Ordinarily a trust cannot apply the main residence exemption as paragraph 118-110(1)(a) of the ITAA 1997 requires that the entity making the gain must be an individual. There are exceptions however.

Taxation Determination (TD) 58 states that where a beneficiary is absolutely entitled as against the trustee to the dwelling and it is the main residence of that beneficiary the main residence exemption would be available.

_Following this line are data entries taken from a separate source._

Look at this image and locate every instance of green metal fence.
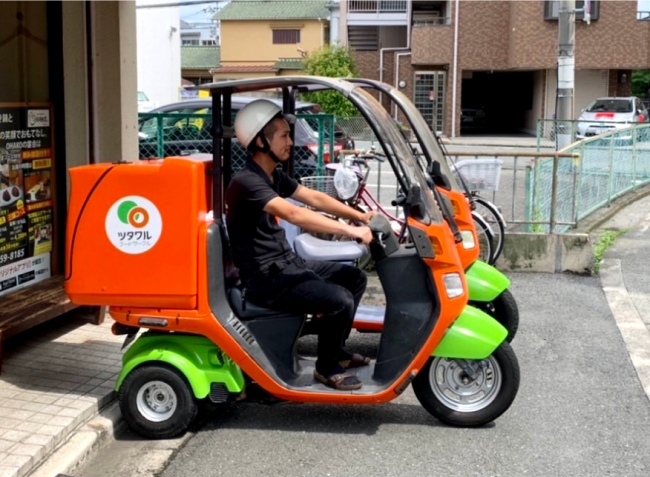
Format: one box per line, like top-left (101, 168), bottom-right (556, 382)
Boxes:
top-left (526, 124), bottom-right (650, 233)
top-left (138, 113), bottom-right (335, 177)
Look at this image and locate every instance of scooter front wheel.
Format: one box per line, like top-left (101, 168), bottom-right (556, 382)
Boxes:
top-left (413, 341), bottom-right (519, 427)
top-left (119, 364), bottom-right (198, 439)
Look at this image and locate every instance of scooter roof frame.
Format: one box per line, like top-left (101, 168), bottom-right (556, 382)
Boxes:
top-left (188, 76), bottom-right (426, 220)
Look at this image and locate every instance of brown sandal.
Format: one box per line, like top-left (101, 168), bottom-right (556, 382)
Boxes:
top-left (339, 353), bottom-right (370, 369)
top-left (314, 370), bottom-right (363, 391)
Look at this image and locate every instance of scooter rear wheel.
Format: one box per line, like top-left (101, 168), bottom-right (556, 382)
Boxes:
top-left (119, 364), bottom-right (198, 439)
top-left (413, 341), bottom-right (519, 427)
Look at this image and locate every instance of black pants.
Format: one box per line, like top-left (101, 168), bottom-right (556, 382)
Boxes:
top-left (244, 257), bottom-right (367, 375)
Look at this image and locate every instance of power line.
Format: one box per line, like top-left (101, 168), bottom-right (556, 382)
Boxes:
top-left (135, 0), bottom-right (223, 8)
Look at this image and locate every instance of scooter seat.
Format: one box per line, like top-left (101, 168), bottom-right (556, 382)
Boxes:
top-left (228, 286), bottom-right (287, 320)
top-left (293, 234), bottom-right (368, 262)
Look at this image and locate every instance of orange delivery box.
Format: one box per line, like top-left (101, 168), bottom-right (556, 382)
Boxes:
top-left (65, 157), bottom-right (212, 310)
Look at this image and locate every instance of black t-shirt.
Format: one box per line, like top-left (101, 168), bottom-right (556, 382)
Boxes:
top-left (226, 159), bottom-right (298, 280)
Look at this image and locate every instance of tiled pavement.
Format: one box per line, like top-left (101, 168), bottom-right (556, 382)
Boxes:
top-left (0, 311), bottom-right (124, 477)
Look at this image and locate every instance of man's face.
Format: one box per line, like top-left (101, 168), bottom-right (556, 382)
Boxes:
top-left (267, 118), bottom-right (293, 161)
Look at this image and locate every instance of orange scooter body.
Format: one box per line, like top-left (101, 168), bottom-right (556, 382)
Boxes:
top-left (438, 187), bottom-right (480, 270)
top-left (65, 157), bottom-right (468, 403)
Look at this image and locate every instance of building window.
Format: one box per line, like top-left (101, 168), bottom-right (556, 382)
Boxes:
top-left (348, 25), bottom-right (379, 51)
top-left (544, 0), bottom-right (600, 21)
top-left (273, 30), bottom-right (300, 45)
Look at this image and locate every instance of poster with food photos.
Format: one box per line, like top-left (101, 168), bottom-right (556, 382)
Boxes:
top-left (0, 103), bottom-right (54, 296)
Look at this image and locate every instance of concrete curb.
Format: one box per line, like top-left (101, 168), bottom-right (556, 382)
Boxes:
top-left (29, 399), bottom-right (124, 477)
top-left (578, 184), bottom-right (650, 234)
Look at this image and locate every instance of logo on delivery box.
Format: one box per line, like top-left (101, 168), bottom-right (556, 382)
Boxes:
top-left (106, 195), bottom-right (162, 254)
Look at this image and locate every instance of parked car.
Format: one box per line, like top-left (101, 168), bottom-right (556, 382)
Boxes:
top-left (138, 96), bottom-right (342, 177)
top-left (138, 91), bottom-right (158, 113)
top-left (576, 96), bottom-right (648, 139)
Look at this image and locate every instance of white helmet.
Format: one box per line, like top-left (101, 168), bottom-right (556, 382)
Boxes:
top-left (235, 99), bottom-right (282, 149)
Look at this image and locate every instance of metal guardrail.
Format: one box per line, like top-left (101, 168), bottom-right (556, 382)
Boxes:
top-left (529, 124), bottom-right (650, 233)
top-left (537, 119), bottom-right (645, 151)
top-left (448, 151), bottom-right (578, 232)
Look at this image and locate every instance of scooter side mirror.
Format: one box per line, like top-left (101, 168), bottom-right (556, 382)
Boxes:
top-left (427, 161), bottom-right (451, 190)
top-left (368, 214), bottom-right (399, 262)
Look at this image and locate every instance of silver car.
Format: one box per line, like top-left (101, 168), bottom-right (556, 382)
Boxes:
top-left (576, 96), bottom-right (648, 139)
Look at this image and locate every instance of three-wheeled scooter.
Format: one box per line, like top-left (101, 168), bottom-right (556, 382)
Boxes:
top-left (65, 77), bottom-right (519, 438)
top-left (294, 78), bottom-right (519, 341)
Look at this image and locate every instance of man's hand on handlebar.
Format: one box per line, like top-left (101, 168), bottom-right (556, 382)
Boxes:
top-left (358, 210), bottom-right (377, 225)
top-left (349, 225), bottom-right (372, 245)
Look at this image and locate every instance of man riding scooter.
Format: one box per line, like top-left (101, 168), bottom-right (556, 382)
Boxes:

This position stems from section 106-50 that states that any actions done by the trustee are considered to be done by the beneficiary when the beneficiary is absolutely entitled to the CGT asset in question.

The core principle underpinning the concept of absolute entitlement in the CGT provisions is the ability of a beneficiary, who has a vested and indefeasible interest in the entire trust asset, to call for the asset to be transferred to them or to be transferred at their direction. This derives from the rule in Saunders v. Vautier (1841) BEAV 115 applied in the context of the CGT provisions.

For the purposes of determining absolute entitlement any legal disability suffered by the beneficiary is ignored. In other words, if the only thing that prevents a beneficiary from being absolutely entitled under the rule in Saunders v. Vautier is their legal disability, then they will be absolutely entitled for the purposes of the CGT provisions.

The interest a beneficiary has in the trust asset must be vested in possession and indefeasible. A trustee would only be obliged to satisfy such a demand from a beneficiary with such an interest.

The beneficiary is not absolutely entitled.